Making predictions about biological invasions
The Intergovernmental Science-Policy Platform on Biodiversity and Ecosystem Services (IPBES) Global Assessment's message is stark: biodiversity - the diversity within species, between species, and of ecosystems - is declining faster than at any time in human history. Alongside climate change, land and sea-use change, invasive alien species were identified as one of the five top direct causes of biodiversity change. Biological invasions can threaten biodiversity and ecosystems but also human health and economies, particularly through their interactions with other drivers such as climate change. The number of alien species arriving in new regions is increasing globally and there is no sign of slowing.
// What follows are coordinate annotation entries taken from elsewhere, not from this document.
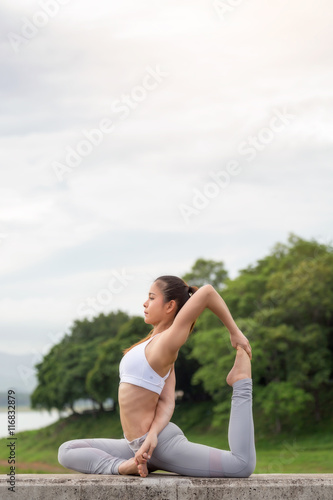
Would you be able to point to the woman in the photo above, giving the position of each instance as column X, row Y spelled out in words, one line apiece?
column 147, row 397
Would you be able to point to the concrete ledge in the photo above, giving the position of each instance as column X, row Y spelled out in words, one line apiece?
column 167, row 487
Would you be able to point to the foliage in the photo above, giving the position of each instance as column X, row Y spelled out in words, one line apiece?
column 283, row 304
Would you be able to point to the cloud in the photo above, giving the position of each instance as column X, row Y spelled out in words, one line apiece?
column 120, row 205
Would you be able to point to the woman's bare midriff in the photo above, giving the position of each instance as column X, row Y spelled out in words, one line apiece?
column 137, row 409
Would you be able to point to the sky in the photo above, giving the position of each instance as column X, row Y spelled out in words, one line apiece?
column 138, row 136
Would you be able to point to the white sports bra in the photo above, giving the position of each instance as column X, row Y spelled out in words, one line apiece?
column 135, row 369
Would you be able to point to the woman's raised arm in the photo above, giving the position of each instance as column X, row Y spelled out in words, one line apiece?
column 205, row 298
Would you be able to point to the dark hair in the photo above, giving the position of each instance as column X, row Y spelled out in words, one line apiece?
column 172, row 288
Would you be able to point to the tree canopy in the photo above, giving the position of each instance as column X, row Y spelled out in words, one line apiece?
column 283, row 304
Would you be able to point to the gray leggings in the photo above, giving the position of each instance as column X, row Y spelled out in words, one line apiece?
column 174, row 453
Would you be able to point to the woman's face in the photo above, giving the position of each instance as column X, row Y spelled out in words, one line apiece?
column 154, row 308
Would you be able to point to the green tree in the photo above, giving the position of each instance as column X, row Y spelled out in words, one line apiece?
column 63, row 371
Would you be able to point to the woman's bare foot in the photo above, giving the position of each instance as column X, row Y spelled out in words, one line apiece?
column 130, row 467
column 241, row 368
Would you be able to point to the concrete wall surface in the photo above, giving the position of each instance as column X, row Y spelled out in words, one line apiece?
column 167, row 487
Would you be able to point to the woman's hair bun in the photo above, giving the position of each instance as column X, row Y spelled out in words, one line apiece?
column 192, row 289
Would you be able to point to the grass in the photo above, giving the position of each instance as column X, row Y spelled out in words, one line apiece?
column 297, row 452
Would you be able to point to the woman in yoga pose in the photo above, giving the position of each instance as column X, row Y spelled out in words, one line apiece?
column 147, row 397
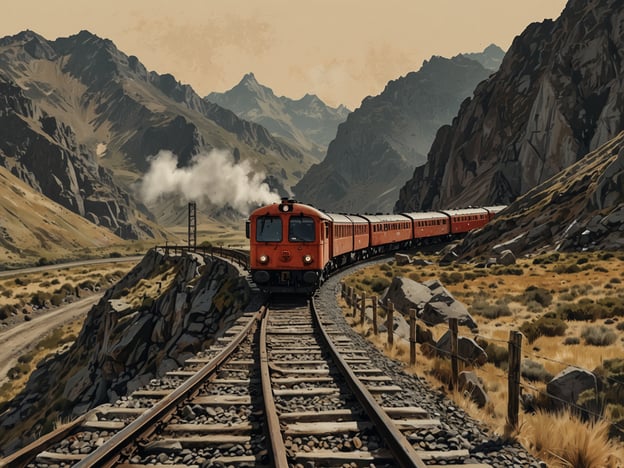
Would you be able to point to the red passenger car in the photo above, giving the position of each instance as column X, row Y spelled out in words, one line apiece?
column 288, row 247
column 467, row 219
column 389, row 231
column 430, row 224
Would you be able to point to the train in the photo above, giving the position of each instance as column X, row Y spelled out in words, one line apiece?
column 294, row 247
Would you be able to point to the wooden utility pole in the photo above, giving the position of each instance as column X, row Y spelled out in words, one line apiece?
column 454, row 348
column 513, row 384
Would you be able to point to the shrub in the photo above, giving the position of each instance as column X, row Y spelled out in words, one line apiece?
column 378, row 285
column 483, row 308
column 539, row 295
column 569, row 268
column 548, row 325
column 570, row 340
column 534, row 371
column 598, row 335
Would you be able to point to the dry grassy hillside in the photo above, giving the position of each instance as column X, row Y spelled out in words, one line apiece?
column 575, row 298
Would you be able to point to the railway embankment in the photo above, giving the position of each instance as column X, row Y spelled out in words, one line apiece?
column 162, row 312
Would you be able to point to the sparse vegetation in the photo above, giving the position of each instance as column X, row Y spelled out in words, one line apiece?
column 553, row 299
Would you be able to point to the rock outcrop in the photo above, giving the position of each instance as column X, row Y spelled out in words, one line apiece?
column 581, row 208
column 44, row 152
column 555, row 98
column 307, row 122
column 382, row 141
column 106, row 110
column 159, row 314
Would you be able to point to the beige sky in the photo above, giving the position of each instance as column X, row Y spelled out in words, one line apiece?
column 341, row 50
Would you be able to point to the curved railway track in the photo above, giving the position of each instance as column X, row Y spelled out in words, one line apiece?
column 284, row 387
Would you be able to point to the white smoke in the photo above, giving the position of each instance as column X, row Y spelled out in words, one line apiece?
column 213, row 176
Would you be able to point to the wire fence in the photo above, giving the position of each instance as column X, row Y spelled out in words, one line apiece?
column 383, row 314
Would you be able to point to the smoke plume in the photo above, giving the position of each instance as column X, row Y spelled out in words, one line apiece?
column 213, row 176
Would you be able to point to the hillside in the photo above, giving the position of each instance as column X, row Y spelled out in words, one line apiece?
column 105, row 110
column 307, row 122
column 581, row 208
column 33, row 227
column 555, row 98
column 382, row 141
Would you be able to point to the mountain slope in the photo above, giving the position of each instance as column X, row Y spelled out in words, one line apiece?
column 32, row 226
column 556, row 96
column 119, row 114
column 307, row 122
column 582, row 207
column 377, row 148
It is widely recognised that the most effective action against biological invasions is preventing the arrival of invasive alien species. Therefore, there has been increasing focus on horizon scanning to predict which invasive alien species pose an imminent emerging threat. Prioritising invasive alien species in the context of the pathways by which they might arrive can be informative for decision-making. Horizon scanning for invasive alien species that could arrive and pose a threat to biodiversity and ecosystems across Europe has underpinned prioritisation of invasive alien species for risk assessment and subsequently consideration for inclusion within lists of invasive alien species of concern. Invasive alien species can have multiple impacts spanning plant, animal, human and wildlife health; cross-sectoral sharing of information is critical to effective action.
I will share insights into invasion ecology from broad patterns and processes to approaches in surveillance and monitoring, including citizen science, with a focus on predicting biological invasions. I will highlight the importance of collaborative, interdisciplinary partnerships including the forthcoming IPBES global thematic assessment on invasive alien species. Networks established through these initiatives have benefits for people, science and nature.